Thursday, December 7, 2023

The Conversion of Saint Ambrose

December 7 is the feast of Saint Ambrose, and his story really is a great conversion story. Here is the text that appeared in my column in the February 2019 issue of Magnificat:

In the fourth century, Roman society was in a difficult transition from a thousand years of paganism (that had shaped its laws and modes of governance) to the newly “official” Christianity of Emperor Constantine and his successors. Many Romans in powerful positions became merely nominal Christians, and some even tried to manipulate the Church. Others were sincerely convinced of the truth of the Gospel, but saw difficulties in reconciling that conviction with their political position in the society of late antiquity.

Aurelius Ambrosius was one of the latter people. He was born in Trier in Gaul (where his father was Imperial Prefect) around 340, into a family of Roman nobility that also had a Christian lineage. He was given a thorough education in preparation for a political career. Though enrolled as a catechumen, he was not baptized in his youth. Wealthy Christian families in Rome generally delayed the baptism of their children, and men committed to government service often remained catechumens indefinitely, as exercising worldly power seemed incompatible with the demands of Christian living.

Ambrose rose to become Governor of Milan. Although he knew the basics of Christianity, tried to live an upright life, and was known and respected for his fairness and equanimity, Governor Ambrose was not ready for baptism even as he approached middle age. As far as he could see, his office required him to belong to what was still a pre-Christian world and to use the sometimes brutal means of that world when necessary.

Still, he had no taste for violent measures. Ambrose preferred persuasion, and he excelled at it. During his governorship, the affairs of the Church in Milan were in an uproar as the upholders of Nicene orthodoxy battled against the Arian party. After the (Arian supporting) bishop died in 374, partisans of both sides nearly rioted over who would succeed him. Governor Ambrose was compelled to intervene to restore the peace. Instead of calling in soldiers, however, he spoke to the people of Milan about the necessity of concord.

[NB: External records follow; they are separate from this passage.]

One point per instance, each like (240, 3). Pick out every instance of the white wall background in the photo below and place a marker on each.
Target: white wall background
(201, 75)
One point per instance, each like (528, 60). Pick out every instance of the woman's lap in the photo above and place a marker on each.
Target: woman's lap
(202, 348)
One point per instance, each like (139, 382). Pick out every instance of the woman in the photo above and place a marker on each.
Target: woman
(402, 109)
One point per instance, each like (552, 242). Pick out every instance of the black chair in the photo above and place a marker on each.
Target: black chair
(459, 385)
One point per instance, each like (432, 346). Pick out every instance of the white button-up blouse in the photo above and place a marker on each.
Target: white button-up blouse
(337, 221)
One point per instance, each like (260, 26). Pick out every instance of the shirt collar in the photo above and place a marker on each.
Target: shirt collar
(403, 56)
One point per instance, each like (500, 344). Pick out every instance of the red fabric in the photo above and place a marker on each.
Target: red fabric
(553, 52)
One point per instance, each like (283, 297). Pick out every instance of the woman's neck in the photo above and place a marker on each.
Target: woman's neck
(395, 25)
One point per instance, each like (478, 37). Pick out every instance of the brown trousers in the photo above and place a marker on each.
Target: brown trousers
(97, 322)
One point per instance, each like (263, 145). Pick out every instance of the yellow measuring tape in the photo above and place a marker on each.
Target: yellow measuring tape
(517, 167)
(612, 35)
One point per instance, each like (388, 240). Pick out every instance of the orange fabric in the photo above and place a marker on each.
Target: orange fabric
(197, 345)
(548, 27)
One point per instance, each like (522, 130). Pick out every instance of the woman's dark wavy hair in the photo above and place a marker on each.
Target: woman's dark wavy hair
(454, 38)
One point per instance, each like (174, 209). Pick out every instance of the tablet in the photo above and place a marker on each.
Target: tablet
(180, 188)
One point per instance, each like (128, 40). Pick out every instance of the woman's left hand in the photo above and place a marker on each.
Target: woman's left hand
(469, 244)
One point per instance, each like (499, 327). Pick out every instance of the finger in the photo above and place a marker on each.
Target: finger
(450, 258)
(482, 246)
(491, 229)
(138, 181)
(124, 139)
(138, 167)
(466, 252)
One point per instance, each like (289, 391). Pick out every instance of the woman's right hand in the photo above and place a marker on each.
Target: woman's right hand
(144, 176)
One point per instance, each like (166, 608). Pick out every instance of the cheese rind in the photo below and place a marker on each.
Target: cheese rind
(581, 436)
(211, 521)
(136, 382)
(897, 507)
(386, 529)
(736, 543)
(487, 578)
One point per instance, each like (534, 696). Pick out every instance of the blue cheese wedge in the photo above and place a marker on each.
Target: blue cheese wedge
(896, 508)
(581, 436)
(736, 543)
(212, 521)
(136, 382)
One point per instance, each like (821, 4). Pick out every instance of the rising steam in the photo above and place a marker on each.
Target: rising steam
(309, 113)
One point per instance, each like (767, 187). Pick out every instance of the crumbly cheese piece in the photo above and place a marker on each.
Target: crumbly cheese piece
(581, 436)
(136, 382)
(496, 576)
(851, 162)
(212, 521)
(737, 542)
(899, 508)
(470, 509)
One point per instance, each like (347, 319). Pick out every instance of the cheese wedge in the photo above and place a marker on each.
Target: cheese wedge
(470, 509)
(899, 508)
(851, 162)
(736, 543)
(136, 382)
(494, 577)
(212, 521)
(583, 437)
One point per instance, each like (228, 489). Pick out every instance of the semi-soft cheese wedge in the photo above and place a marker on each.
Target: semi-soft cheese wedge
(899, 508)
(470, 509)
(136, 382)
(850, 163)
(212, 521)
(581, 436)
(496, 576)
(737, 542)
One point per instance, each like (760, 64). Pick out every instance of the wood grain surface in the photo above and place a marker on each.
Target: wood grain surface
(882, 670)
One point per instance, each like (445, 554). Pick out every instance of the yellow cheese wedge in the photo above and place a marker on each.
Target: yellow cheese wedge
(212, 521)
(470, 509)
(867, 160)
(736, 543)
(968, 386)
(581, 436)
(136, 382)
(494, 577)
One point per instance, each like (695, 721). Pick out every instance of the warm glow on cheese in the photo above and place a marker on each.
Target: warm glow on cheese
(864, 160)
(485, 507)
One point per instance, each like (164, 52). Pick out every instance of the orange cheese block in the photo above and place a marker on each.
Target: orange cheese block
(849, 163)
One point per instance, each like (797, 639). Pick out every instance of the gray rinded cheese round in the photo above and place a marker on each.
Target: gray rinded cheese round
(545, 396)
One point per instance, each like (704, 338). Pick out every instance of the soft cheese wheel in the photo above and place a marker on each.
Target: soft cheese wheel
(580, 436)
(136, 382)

Here God’s grace was mysteriously at work. Even as the governor’s words brought the people together, the Holy Spirit inspired within them an unusual but prophetic intuition and desire: that Governor Ambrose himself should become their new bishop. They took up the cry, “Ambrose for bishop!” This was not, however, what the still-unbaptized Emperor’s consul had expected. He resisted what was ultimately a call for his own conversion. In the days that followed, he tried to convince the people that he unworthy of being a bishop. He was a civil official who had used torture and shed blood. He was weighed down with worldly riches. He was bound to the Emperor’s service. When the people continued to insist, Ambrose fled the city and went into hiding. But they sent an appeal to the Emperor himself and received his approval.

Only then did Ambrose lay down the burden of his worldly office. The call of Jesus Christ surrounded him from every side, and he realized that it was time to say, “Yes.” He was baptized on November 30, 374 and was ordained bishop a week later, on December 7. He put aside Imperial power to become a shepherd, and thereafter he dedicated all his intelligence, eloquence, and judiciousness to preaching Christ and serving His Church.